"DevOps" purports itself to be the solution to this problem, so I wanted to take a look at this concept and try to figure out its merits. I'm going to try to answer a few basic questions: What is DevOps? What are its philosophical origins? Is there reason to think it can deliver on it's promise? Also, every new idea has its critics so I want to examine the leading criticisms of DevOps and see what useful ideas we can take away from them.
OK, so what is DevOps, in a nutshell? DevOps is a set of business practices that an IT organization uses to maximizes the total value it delivers over time when we consider both new functionality and reliability, availability, support and the overall operations cost structure. I know, I know -- you're thinking "gee, that's a little vague". It is, because I haven't said what the "set of business practices" actually is. There are several specific ones, and I'll get to them, in a little bit. I promise. But first, I want to cover the origins, so that we can see that the techniques come from a very principled place.

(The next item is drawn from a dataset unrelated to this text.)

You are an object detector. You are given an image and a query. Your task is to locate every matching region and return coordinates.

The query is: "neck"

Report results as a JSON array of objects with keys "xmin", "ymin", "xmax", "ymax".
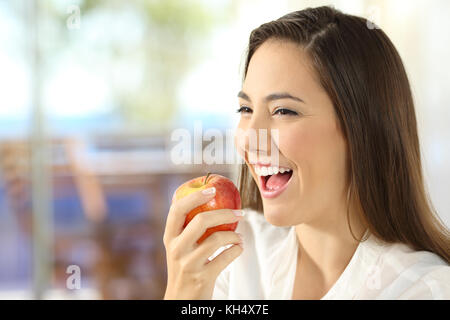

Philosophical Origins of DevOps
I'm a software engineer, and whenever I talk to my fellow IT guys, I often hear that software is special and unique. There is a lot of truth here, but it often stops us from looking at other arenas for ideas, like lean manufacturing. A lot of "agile development" can be derived by applying lean thinking to software. Whether or not the people that coined the term "agile" knew this consciously or not is an interesting historical question, but it's largely irrelevant. If somebody set off a memory bomb that erased the agile manifesto and all the praxis that sprang from it, we'd start off the next day and say "how can we eliminate waste from the software process, so we minimize everything but the direct creation of value as expressed by the voice of the customer". In fact, I argue that lean thinking takes us a little farther than "agile software development", because, as I think the industry is now coming to grips with, software development is not the entire value stream in IT. DevOps is the continuation of lean and agile applied to the entire IT value stream.
Lean came from manufacturing - it's no secret. When I pitch lean to people in IT I often get the reaction "but we aren't assembling cars". This is a standard mental model anti-pattern about lean. Lean applies to everything a business does, not just to manufacturing. Toyota didn't succeed with lean by just applying it to the assembly line. In fact, the real secret with applying lean to cars is that you have to put a lot of effort into making a lean assembly line, and eliminating waste in the new product introduction process is killer. Toyota's time to market with new models is what crushed the competition back in the day. The fact that their manufacturing floors had less inventory and shorter cycle times made their numbers look better, but people don't buy your cars because of your factories excellent financials, they buy them because your gets fresh thinking to market faster.
DevOps is the Manufacturing Engineering of IT
In manufacturing companies, the hard work of creating the assembly line is done by manufacturing engineering. Let's look at this idea a little more and you'll see that lean manufacturing engineering is really the key idea of the Toyota production system. These guys didn't wake up one day and say "let's set up some kanbans". You can't wait for the car design to be complete and then figure out how to build it. You have to bring the manufacturing mindset into the engineering world. Software development is more akin to automotive engineering. Who is most like manufacturing? Well, it's IT operations - the sysadmins. They keep the factory running. They like stability and highly repeatable processes. In this analogy, DevOps plays the role in IT that manufacturing engineering plays in a manufacturing setting.
So if DevOps is manufacturing engineering applied to IT, what are they really all about. Well, they have to be involved in the development process, solving the problems that ops will care about. And they are involved in the ops process, fixing things that development did wrong, so that we don't institutionalize them. It's always better to do the former, but you won't know what the former is until you've done the latter. Lean is a continuous improvement journey, it understands that you have to eliminate waste one improvement at a time. DevOps is about engineering the software so that operations is lean. So finally, we are ready to look at the specific techniques DevOps brings to the table.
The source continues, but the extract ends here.